Nunes memo -- wife or mother-in-law?

In 1930, Professor Edward G. Boring, the first historian of modern psychology, wrote a paper that called attention to...

Posted: Feb 5, 2018 9:59 AM
Updated: Feb 5, 2018 9:59 AM

In 1930, Professor Edward G. Boring, the first historian of modern psychology, wrote a paper that called attention to the concept of the ambiguous illusion -- "My Wife and My Mother-In-Law."

As the viewer looks at the illusion, what once appears to be a young woman subtly transforms into an elderly one. Boring used the drawing to highlight perceptual ambiguity, where our perception of a figure remains stable until we focus on a different region or contour. The iconic image later become known as a "Boring figure."

On Friday, after declassification and clearance from the White House, California Republican Devin Nunes, who is chairman of the House Permanent Select Committee on Intelligence (HPSCI), dropped a "Boring figure" into our laps -- the memo.

Once released, Democrats and Republicans made their respective cases that what we were witnessing was a "wife" and ... a "mother-in-law."

So, just how can one three-and-a-half-page document generate two disparate interpretations?

Let's start with the fact that the Trump presidency has divided our nation in ways that, as a military historian, I can really only equate to the mid-19th century when our country was driven by divisive issues that eventually led to a bloody civil war.

At least, back then, one side was righteously fighting to keep the Union intact and to free the slaves. Today, as #Resistance collides with #MAGA, the lines can be blurred.

And in distilling the true impact of the memo, good and decent folks can assess its importance entirely differently. For example, Jonathan Turley and Jeffrey Toobin -- both considered scholarly legal analysts -- came down on opposite sides on this one.

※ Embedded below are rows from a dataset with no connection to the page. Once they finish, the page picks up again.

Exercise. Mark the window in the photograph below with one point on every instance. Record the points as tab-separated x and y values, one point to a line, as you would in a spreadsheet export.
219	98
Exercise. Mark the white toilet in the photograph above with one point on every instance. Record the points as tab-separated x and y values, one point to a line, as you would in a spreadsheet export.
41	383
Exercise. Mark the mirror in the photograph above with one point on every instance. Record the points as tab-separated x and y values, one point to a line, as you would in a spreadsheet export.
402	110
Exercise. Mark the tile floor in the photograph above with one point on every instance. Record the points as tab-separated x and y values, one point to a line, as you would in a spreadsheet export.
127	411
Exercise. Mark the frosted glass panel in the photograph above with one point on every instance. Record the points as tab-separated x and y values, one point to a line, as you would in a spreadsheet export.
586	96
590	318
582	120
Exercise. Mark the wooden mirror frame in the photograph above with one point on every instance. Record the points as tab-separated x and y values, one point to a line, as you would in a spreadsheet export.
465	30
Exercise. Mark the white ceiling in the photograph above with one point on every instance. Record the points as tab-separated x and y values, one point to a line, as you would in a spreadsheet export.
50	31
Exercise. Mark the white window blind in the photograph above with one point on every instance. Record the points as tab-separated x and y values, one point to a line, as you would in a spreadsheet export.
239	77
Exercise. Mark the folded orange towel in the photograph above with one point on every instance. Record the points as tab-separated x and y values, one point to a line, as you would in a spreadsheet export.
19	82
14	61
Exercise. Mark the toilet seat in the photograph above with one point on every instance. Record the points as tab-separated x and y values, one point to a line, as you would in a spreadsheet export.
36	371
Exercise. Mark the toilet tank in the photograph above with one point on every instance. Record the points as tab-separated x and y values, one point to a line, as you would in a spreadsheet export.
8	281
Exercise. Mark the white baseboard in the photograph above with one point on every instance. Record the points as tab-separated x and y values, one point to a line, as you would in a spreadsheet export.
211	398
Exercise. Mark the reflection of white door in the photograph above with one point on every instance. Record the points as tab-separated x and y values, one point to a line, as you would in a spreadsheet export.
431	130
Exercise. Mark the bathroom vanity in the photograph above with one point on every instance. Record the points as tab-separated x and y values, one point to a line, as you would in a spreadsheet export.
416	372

Turley sees the memo as damning for both the Democrats and the FBI. Toobin, however, referred to it as "a dark day in American history," and described what Nunes had accomplished with its release as "an embarrassment to the United States Congress."

So, what the hell is it -- a damned "wife" or "mother-in-law"?

Look, is it possible that it's both? And with that, husbands around the world are cringing and cursing me. But allow me to answer my own question: Yes, it can be both -- a classic example of perceptual ambiguity.

And, as often occurs, both sides make valid points and then invalidate their arguments by cravenly overplaying their hands.

This is accomplished by engaging in "spin," and ignoring facts that are harmful to their own argument or position. When both sides react with moral outrage at the opposing party's prospects, though, we end up nowhere.

Allow me to provide some examples to make sense of all this:

In the run-up to the memo's release, two proponents of the document, Representatives Trey Gowdy (R-SC) and Steve King (R-IA), made some statements that defy credulity.

Gowdy claimed that the memo's release would be "embarrassing" to Minority Chair Adam Schiff (D-CA). And King claimed that the memo highlighted abuses of power that ran "deeper than Watergate."

In the end, the memo -- while highlighting some troubling items that were already in the public domain --- was really just a tempest in a teapot.

Nunes, Gowdy and King overplayed a winning hand that contained real and tangible instances of inappropriate conduct by senior executives at FBI headquarters. The underwhelming document also distractingly buried the lede --- which was a fair and reasonable accounting of the evidence used in a FISA application that resulted in monitoring of Trump campaign associates.

But the Democrats engaged in their own embarrassing conduct by crying wolf prior to the memo's release.

Schiff and the other Democrats made hyperbolic insinuations that Nunes' impending memo release would result in the street executions of FBI sources, sensitive surveillance methods disclosed to the world and condemnation from our allies in the intelligence-sharing community.

Humbly speaking, now having read it in its entirety: the memo can't be considered the proverbial "smoking gun," and, so far, it has not resulted in irreparable damage to our intelligence institutions. (Some may argue my assessment is too premature. I, however, believe it might just age as well as a fine Bordeaux.)

The memo also didn't reveal sources and methods -- the Democrats' favorite pre-release talking point warning.

I have long maintained there needs to be a vigorous housecleaning on the seventh floor at headquarters. But the memo contained nothing all that damning -- other than a disputed claim by the GOP that Andrew McCabe testified in a closed-door committee session that absent the dossier's inclusion, the FISA application effort would never have been pursued. Democrats vehemently deny that McCabe stated that.

And maybe the real potential embarrassment will arrive by way of the upcoming Department of Justice Office of the Inspector General report. It will certainly contain assessments of Loretta Lynch's encounter with Bill Clinton on the Phoenix tarmac, James Comey's decision to speak in the July 2016 press conference on the email investigation and the Peter Strzok-Lisa Page text exchanges.

That said, this whole episode should serve as a cautionary tale for future generations of FBI executives. Democrats and Republicans can have differing opinions, but they should be careful not to let their partisan views lead them into a "Boring figure" situation, where each side exaggerates reality -- to the detriment of the American people.